Ada enam startup di lima sektor di Indonesia yang melakukan pemutusan hubungan kerja (PHK) tahun ini. Kelima bidang ini diuntungkan saat pandemi corona. Kenapa mereka mengurangi jumlah karyawan?
Chief People Officer Tiket.com Dudi Arisandi mencatat, startup di Tanah Air yang melakukan PHK rerata yang diuntungkan dari pandemi corona. Mereka yakni Tanihub, Zenius, LinkAja, Pahamify, JD.ID, dan MPL.
“Mereka sebelumnya merekrut, karena kebutuhannya banyak saat itu (awal pandemi corona). Ketika ternyata pandemi berhasil ditangani, yang terjadi adalah surplus orang,” ujar Dudi dalam acara Talk 2 Talk, pekan lalu (29/5).
Zenius dan Pahamify misalnya, tercatat sebagai startup yang merekrut banyak pekerja saat pandemi. Datanya sebagai berikut:
Menurutnya, kondisi saat ini mirip dengan gelembung dot com pada 1998 - 2000-an. Saat itu, sektor teknologi tren dan perusahaan merekrut banyak pekerja. Mereka melantai di bursa efek dan mencatatkan harga saham yang meroket.

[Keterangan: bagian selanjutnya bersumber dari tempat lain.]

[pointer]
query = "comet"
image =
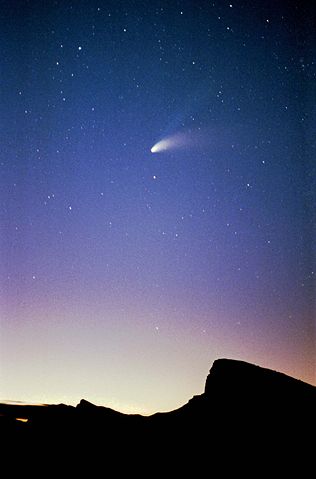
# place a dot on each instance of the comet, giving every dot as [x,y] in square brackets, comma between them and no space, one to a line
[170,143]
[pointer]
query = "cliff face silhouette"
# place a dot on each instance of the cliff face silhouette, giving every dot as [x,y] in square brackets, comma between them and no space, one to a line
[245,411]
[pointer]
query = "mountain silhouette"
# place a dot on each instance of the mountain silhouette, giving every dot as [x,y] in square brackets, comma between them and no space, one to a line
[246,413]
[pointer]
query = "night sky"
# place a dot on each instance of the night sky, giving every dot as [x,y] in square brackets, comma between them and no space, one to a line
[157,208]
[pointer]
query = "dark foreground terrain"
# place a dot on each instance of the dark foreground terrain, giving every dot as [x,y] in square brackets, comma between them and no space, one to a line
[248,418]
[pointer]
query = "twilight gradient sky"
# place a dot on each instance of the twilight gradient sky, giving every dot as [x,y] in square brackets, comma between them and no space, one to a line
[126,273]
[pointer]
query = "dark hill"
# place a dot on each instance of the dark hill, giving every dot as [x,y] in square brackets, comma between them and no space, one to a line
[246,412]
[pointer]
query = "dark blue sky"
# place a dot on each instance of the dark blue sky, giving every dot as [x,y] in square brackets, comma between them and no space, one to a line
[123,265]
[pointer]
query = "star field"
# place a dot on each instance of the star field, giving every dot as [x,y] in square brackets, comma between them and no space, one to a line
[126,273]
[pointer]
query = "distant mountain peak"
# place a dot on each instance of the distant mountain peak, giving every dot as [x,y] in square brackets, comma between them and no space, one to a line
[241,377]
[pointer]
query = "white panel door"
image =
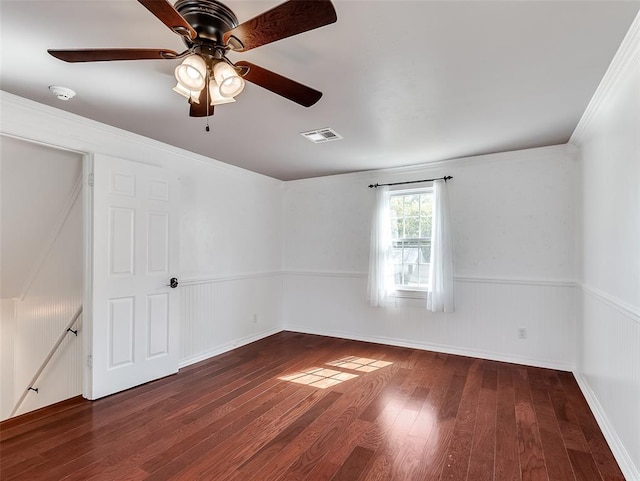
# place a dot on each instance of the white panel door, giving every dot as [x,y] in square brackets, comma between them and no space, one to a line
[135,325]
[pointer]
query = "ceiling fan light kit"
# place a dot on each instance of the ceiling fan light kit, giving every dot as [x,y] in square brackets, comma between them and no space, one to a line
[210,30]
[191,73]
[62,93]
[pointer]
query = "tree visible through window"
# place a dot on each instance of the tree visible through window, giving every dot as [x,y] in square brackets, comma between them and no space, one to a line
[411,217]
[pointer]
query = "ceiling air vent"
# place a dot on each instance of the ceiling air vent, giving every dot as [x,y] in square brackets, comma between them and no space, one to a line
[321,135]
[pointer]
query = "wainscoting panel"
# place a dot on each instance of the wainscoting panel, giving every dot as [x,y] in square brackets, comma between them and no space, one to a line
[488,319]
[608,372]
[219,314]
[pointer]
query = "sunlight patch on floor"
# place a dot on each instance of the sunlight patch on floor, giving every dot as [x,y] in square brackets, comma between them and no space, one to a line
[323,377]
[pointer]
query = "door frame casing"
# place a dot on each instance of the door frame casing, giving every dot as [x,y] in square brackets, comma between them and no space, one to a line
[87,296]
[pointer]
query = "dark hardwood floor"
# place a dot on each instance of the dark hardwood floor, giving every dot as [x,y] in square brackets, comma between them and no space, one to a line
[299,407]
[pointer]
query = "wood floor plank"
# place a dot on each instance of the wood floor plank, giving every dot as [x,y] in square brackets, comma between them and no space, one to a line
[482,457]
[507,466]
[532,465]
[254,414]
[457,459]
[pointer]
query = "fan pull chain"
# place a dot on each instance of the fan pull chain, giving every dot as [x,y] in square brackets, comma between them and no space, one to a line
[207,87]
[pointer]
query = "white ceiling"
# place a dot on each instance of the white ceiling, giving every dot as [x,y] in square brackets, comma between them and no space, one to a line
[404,82]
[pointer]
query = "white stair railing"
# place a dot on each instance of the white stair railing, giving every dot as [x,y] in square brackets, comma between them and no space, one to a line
[30,386]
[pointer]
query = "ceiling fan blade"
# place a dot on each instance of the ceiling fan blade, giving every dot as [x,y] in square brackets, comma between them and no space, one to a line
[107,54]
[287,19]
[287,88]
[200,110]
[167,14]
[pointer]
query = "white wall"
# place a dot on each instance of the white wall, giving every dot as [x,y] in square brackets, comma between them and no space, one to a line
[41,266]
[7,349]
[42,316]
[230,229]
[514,236]
[608,361]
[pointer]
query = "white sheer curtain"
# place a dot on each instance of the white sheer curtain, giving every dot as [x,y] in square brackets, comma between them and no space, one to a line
[380,284]
[440,295]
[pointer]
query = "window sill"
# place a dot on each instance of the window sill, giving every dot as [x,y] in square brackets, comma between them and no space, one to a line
[411,293]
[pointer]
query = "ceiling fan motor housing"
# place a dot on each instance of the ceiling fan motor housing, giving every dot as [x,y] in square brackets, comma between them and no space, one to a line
[211,19]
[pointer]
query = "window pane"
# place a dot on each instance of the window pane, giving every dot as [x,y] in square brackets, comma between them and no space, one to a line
[424,274]
[411,232]
[425,253]
[396,206]
[425,226]
[412,205]
[410,255]
[426,204]
[412,227]
[411,275]
[397,274]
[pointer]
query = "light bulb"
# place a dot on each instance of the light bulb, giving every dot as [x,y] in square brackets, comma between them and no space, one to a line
[229,83]
[191,73]
[215,96]
[192,95]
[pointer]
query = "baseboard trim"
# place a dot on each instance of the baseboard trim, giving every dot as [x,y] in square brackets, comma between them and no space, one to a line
[445,349]
[192,281]
[209,353]
[630,471]
[466,279]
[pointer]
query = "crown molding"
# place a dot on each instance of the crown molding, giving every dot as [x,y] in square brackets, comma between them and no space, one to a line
[35,122]
[628,54]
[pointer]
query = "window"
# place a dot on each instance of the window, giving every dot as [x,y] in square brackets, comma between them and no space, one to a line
[411,220]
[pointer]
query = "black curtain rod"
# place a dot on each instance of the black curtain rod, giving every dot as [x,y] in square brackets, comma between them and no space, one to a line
[445,178]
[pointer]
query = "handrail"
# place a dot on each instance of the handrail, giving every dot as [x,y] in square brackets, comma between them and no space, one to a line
[46,361]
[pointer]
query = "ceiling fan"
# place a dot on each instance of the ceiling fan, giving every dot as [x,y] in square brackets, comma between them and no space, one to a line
[209,30]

Perusahaan dot-com saat itu banyak menjalankan model startup yang bereksperimen dengan cara-cara baru dalam berbisnis. Namun, mereka tidak punya arah bisnis yang jelas dan tidak stabil.
Kemudian, gelembung dot-com meledak dan harga saham perusahaan internet itu runtuh. Bahkan banyak di antaranya yang gulung tikar.
“Saya pernah mengalami, di satu perusahaan, pegawai di sektor IT dikurangi dan dipekerjakan di outsource. Kemudian muncul dot com,” ujar dia. “Secara pribadi, aku sudah tiga kali menghadapi kasus seperti sekarang ini.”
Sekretaris Jenderal Asosiasi Modal Ventura Untuk Startup Indonesia (Amvesindo) Eddi Danusaputro menyampaikan, likuiditas di sektor startup berkurang. Alhasil, investor semakin selektif dalam menyuntikkan dana ke perusahaan rintisan.
“Investor sudah selektif. Tidak lagi akan menyetujui ‘bakar uang’ yang tidak ada habisnya. Oleh sebab itu, startup harus pintar mengolah dana, jadi mereka melakukan efisiensi,” kata Eddi kepada Katadata.co.id, minggu lalu (28/5).
“Efisiensi tidak hanya PHK. Bisa mengurangi biaya pemasaran atau menunda peluncuran produk baru. Kami sebagai investor apresiasi kalau mereka memutuskan PHK, karena harus survive. Mereka harus begitu ketimbang tutup,” tambah dia.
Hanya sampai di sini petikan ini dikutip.